Sunday, 25 April 2010

Zombie Xbox 360!

Oh yes! My Xbox is back from the dead; Red Ring of Death is no more!

I had previously stripped my Xbox, which is fun in itself, and borrowed a hot-air reflow blower from work. I removed both heatsinks and cleaned the old heat transfer compound off of the processors with cleaning solvent.


I had a large lump of aluminium round bar sitting on top of the GPU to hold it in place and put some downward pressure on it while I attempted to reflow it. After letting it cool, I refitted the heatsinks; I've only got some of the traditional white heat transfer paste, so I used it, instead of the silver original paste which is probably something similar to "Arctic Silver" or whatever it's called. I plugged in the power supply and AV cable, and powered-up... nothing; RRoD still smiling at me.

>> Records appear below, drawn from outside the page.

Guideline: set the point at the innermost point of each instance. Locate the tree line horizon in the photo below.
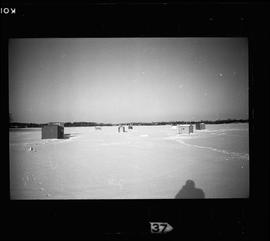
(84, 123)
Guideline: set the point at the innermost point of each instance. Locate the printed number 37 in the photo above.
(160, 227)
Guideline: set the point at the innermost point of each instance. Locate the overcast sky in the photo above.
(115, 80)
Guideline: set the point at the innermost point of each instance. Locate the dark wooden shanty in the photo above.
(200, 126)
(52, 131)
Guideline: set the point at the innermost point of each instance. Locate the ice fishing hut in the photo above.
(53, 130)
(200, 126)
(185, 129)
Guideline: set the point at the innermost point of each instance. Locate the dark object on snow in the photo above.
(189, 191)
(52, 132)
(200, 126)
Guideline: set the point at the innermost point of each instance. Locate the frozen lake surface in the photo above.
(148, 162)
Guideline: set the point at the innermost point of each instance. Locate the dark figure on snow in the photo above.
(189, 191)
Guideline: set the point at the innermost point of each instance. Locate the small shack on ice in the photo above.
(53, 130)
(200, 126)
(185, 129)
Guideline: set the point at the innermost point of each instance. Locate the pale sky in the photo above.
(113, 80)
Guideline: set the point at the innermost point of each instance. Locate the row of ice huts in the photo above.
(56, 129)
(189, 128)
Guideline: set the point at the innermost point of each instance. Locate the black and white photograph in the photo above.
(128, 118)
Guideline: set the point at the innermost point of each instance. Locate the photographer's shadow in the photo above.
(189, 191)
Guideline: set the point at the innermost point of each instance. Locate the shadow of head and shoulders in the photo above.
(190, 191)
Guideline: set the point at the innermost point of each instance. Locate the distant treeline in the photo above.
(76, 124)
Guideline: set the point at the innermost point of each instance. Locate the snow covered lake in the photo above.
(148, 162)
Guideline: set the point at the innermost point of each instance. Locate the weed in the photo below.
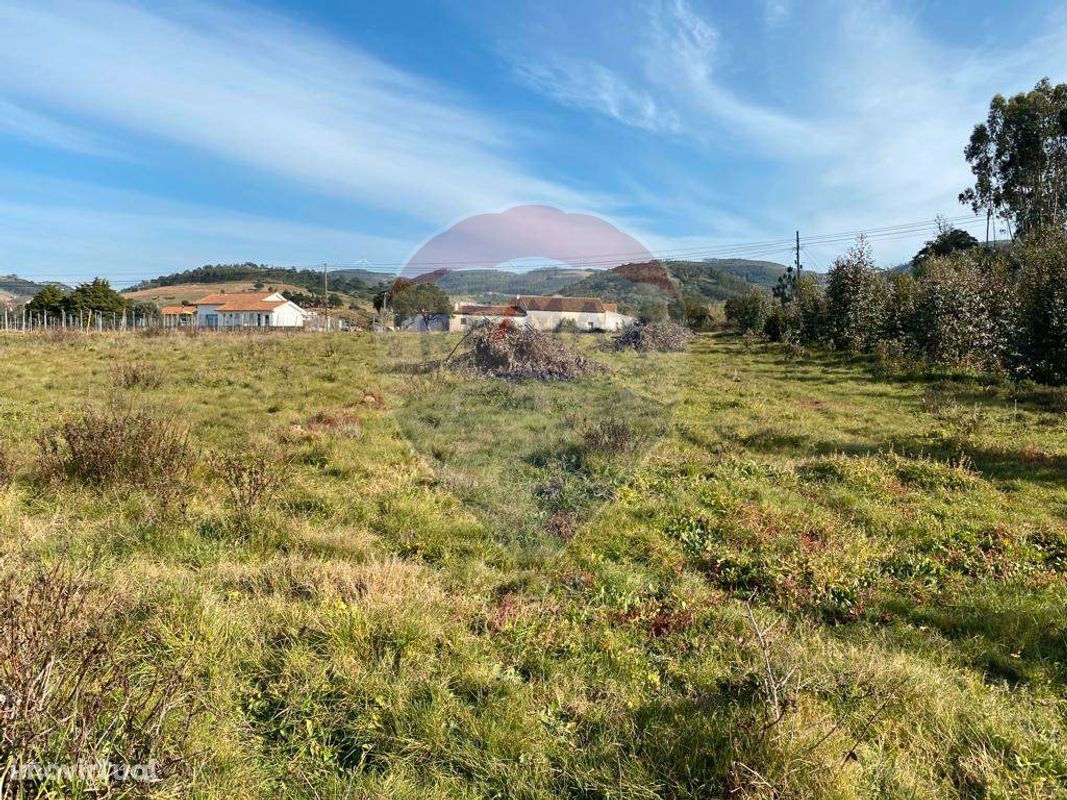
(138, 374)
(252, 479)
(69, 693)
(118, 445)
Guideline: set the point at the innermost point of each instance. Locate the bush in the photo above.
(964, 312)
(507, 351)
(6, 466)
(69, 696)
(1041, 351)
(748, 312)
(118, 446)
(662, 337)
(252, 479)
(133, 374)
(856, 299)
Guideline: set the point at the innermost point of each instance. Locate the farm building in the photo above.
(544, 314)
(249, 309)
(178, 316)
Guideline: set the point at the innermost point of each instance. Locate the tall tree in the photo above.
(1019, 160)
(419, 300)
(49, 300)
(96, 297)
(948, 241)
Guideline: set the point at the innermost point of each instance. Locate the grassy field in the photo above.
(734, 572)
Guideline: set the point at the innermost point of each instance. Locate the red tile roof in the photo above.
(252, 305)
(492, 310)
(223, 298)
(587, 305)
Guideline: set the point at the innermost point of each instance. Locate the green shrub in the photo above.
(1042, 309)
(70, 694)
(748, 312)
(856, 300)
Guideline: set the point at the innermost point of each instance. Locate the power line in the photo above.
(751, 250)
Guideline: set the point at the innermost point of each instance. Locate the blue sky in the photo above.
(140, 138)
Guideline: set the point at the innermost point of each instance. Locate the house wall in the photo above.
(205, 314)
(464, 322)
(287, 316)
(548, 320)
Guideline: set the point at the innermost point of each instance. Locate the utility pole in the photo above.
(325, 293)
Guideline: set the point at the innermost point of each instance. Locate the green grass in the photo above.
(470, 588)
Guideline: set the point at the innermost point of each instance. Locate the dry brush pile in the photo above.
(659, 337)
(516, 353)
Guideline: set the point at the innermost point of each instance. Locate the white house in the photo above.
(466, 316)
(587, 314)
(544, 314)
(249, 309)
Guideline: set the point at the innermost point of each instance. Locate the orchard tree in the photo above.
(856, 296)
(1019, 160)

BTW the heatsink mod found on the net; didn't appeal to me because the alternative heatsink clamping method wouldn't put pressure in the centre, essentially allowing the PCB to flex and a gap to form between the top of the GPU and the H/S. The original x-spring clips have a centre "point" to prevent it. Also, the suggestion of running the GPU with no cooling or wrapping a towel around it or similar in order to heat the processor up enough to melt its own solder joints sounds like a sure-fire way to knacker it. If you don't kill it straight away, I'm sure you'd reduce its life.

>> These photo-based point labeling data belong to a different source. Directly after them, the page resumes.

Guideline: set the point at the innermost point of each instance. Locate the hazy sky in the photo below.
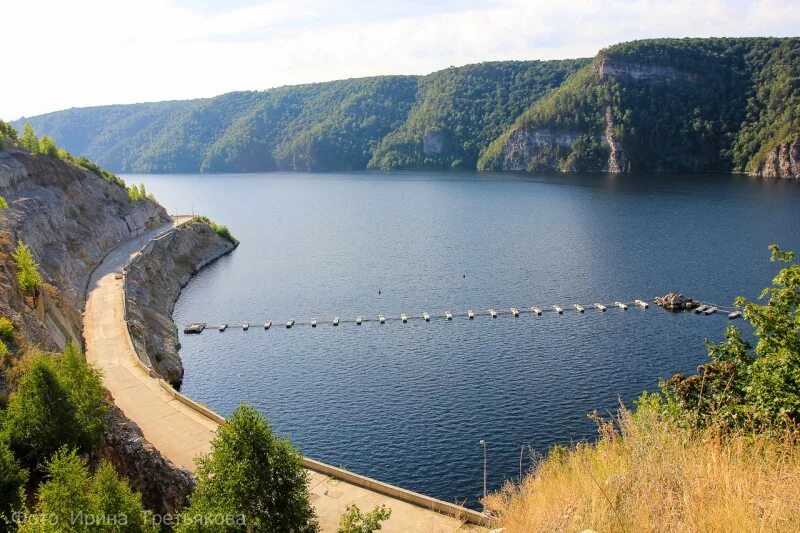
(75, 53)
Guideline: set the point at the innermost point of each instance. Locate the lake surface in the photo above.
(408, 403)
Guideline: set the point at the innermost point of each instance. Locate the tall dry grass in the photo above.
(646, 475)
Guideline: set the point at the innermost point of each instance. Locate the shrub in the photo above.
(29, 140)
(745, 387)
(102, 502)
(59, 401)
(28, 270)
(47, 146)
(12, 483)
(354, 521)
(6, 329)
(253, 477)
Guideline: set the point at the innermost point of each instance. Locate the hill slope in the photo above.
(692, 105)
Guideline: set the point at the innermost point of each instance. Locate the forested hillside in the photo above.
(325, 126)
(689, 105)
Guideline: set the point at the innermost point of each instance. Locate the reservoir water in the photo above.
(408, 403)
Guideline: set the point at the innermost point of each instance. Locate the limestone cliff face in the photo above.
(783, 161)
(70, 218)
(154, 282)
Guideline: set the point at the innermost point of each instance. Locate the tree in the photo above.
(58, 402)
(28, 274)
(252, 478)
(29, 140)
(12, 483)
(73, 500)
(746, 387)
(47, 146)
(354, 521)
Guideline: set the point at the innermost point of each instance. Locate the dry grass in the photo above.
(643, 475)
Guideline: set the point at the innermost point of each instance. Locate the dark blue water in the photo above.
(408, 403)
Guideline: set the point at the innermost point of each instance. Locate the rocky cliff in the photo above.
(783, 161)
(154, 282)
(71, 218)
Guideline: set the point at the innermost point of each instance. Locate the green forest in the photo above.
(696, 105)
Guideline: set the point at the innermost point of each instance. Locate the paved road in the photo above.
(181, 433)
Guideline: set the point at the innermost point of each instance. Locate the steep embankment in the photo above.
(154, 282)
(71, 218)
(690, 105)
(441, 120)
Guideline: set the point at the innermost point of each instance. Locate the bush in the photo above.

I was deciding what to do with my dead Xbox, now that I couldn't save it. I was about to pack up the reflow gun, ready to take back to work, when I thought I might as well give it another go.

This time I left the H/S on and attempted to blow the hot air under the processor. I gave it a little bit of extra time, because of the H/S. I also thought I should do the CPU as well, it may not be (only) the GPU. Then I left it to cool.

Naked zombie Xbox on trial.

I dropped the drive back in, reconnected the leads and hit the power: the fans ramped to full power (the H/S were still very warm) and I was treated to the usual dance of green lights! As I type, it's been on for about 4 hours playing DVDs. The real test will be when I re-case it and hit it with a 9 hr gaming session!!!